# US Cutter Laser Point Cutter: want feedback, any reviews??



## HesAWhore (Jan 4, 2010)

So any in-depth review of the US Cutter Laserpoint? I've searched the site long and hard, but see no conclusive reviews on this machine and its contour cutting capabilities. Most important, accuracy contour cutting vinyl and printed inkjet transfers. Thanks so much.



Chani said:


> I wanted to last week, but I got busy with jobs.
> 
> I plan on working with it starting hopefully today.


----------



## charles95405 (Feb 1, 2007)

*Re: Graphtec CE5000, Roland GX-24, US Cutter LaserPoint: Contour Cutting (Print & Cut)*

Chani's original post was almost 2 years ago and I have not seen her on the forum for sometime.

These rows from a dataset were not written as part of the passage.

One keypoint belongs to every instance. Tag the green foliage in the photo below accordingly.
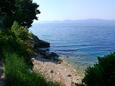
(19, 40)
(22, 11)
(102, 73)
(18, 74)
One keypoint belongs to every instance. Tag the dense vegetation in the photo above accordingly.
(16, 43)
(102, 73)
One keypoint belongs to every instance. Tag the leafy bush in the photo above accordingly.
(18, 74)
(102, 73)
(19, 40)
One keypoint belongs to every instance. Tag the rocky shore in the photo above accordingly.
(57, 72)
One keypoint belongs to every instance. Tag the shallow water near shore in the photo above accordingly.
(80, 45)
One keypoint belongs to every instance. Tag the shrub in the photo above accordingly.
(102, 73)
(18, 74)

I am not aware of any indepth review of the laser point. Maybe someone can up date this


----------



## HesAWhore (Jan 4, 2010)

*Re: Graphtec CE5000, Roland GX-24, US Cutter LaserPoint: Contour Cutting (Print & Cut)*

Yeah, I discovered this thread quite recently, saw that mention was made of an in-depth review of the Laserpoint, and read the whole thing only to discover that the Laserpoint was never actually reviewed. Major buzzkill. 

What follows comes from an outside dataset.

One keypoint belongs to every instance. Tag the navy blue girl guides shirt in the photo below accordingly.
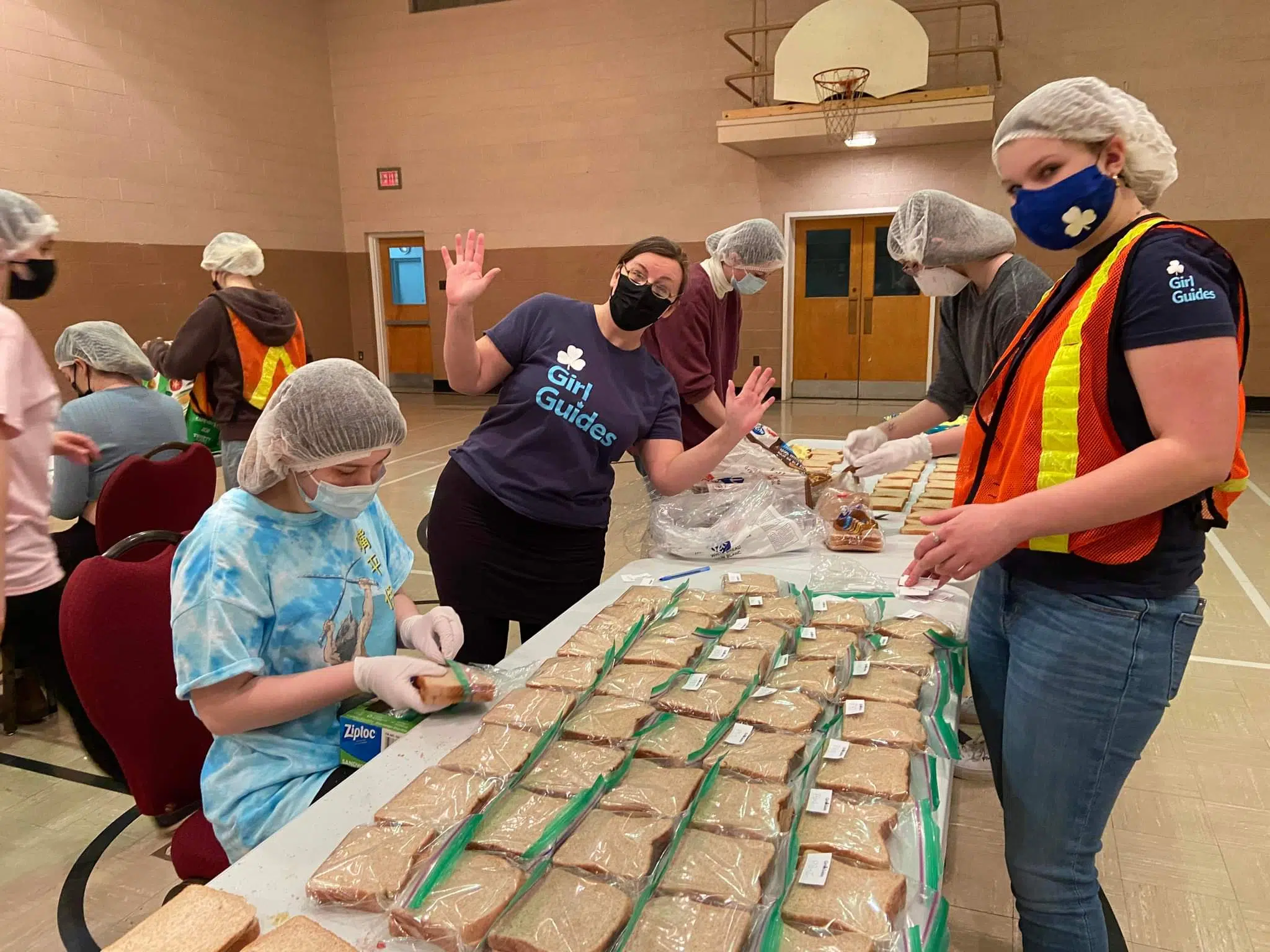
(569, 409)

Seeing that quite a few folks here seem to own them, I was hopeful of finding some comprehensive info from fine folks in the trenches.



charles95405 said:


> Chani's original post was almost 2 years ago and I have not seen her on the forum for sometime. I am not aware of any indepth review of the laser point. Maybe someone can up date this


----------



## Girlzndollz (Oct 3, 2007)

Well, uh, hesawhore (no offense intended)... I just moved your request out to it's own thread with a clear title, so that anyone with any information on this cutter, specifically, will be able to find your request more easily. Best wishes. PS: Us cutter also has a forum, and if you get no feedback here, you may find some feedback there. Good luck.


----------



## Nvr2Old (Oct 14, 2009)

*Re: Graphtec CE5000, Roland GX-24, US Cutter LaserPoint: Contour Cutting (Print & Cut)*



HesAWhore said:


> So any in-depth review of the US Cutter Laserpoint? I've searched the site long and hard, but see no conclusive reviews on this machine and its contour cutting capabilities. Most important, accuracy contour cutting vinyl and printed inkjet transfers. Thanks so much.

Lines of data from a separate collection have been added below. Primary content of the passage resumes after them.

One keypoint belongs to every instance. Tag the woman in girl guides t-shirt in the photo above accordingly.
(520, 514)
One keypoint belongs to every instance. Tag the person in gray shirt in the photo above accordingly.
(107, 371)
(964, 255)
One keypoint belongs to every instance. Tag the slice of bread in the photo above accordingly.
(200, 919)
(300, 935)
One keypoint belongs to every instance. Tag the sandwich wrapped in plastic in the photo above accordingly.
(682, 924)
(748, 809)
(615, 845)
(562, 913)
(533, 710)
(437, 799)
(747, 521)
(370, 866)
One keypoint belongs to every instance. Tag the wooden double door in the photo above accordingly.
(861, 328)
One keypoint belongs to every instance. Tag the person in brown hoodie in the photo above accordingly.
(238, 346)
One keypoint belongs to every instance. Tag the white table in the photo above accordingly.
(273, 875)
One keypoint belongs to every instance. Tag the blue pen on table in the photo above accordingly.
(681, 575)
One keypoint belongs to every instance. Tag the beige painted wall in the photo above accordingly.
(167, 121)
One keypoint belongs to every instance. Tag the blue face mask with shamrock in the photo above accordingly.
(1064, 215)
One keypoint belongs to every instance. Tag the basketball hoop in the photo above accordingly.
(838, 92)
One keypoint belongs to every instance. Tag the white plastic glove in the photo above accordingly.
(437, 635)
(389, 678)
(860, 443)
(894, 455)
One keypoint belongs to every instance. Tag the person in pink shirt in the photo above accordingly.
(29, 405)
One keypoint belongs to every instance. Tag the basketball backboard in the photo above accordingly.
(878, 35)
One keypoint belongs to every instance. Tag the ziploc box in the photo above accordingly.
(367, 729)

Sorry, I have not seen any in depth reviews for the Laserpoint on this forum. I have a LP24 that I use mostly for cutting transfer vinyl. I am very happy with the performance of this inexpensive cutter. I have also learned how to use the contour cut feature using Signcut Pro. I have achieved good accuracy with contour cutting by creating an extra layer in Illustrator to send to the cutter after I have printed my graphic. For best contour cut results add registration marks to your print ready graphic in your vector drawing program, then add a cutting layer that outlines the graphic with a cutting mask. If image needs to be mirrored also do this in vector program before sending to the cutter. It may take a bit of trial and error, but now I am very comfortable making a contour cut file. The accuracy of the contour cut using this method is quite impressive. After getting the hang of it, it will take approximately a minute to make the cut file.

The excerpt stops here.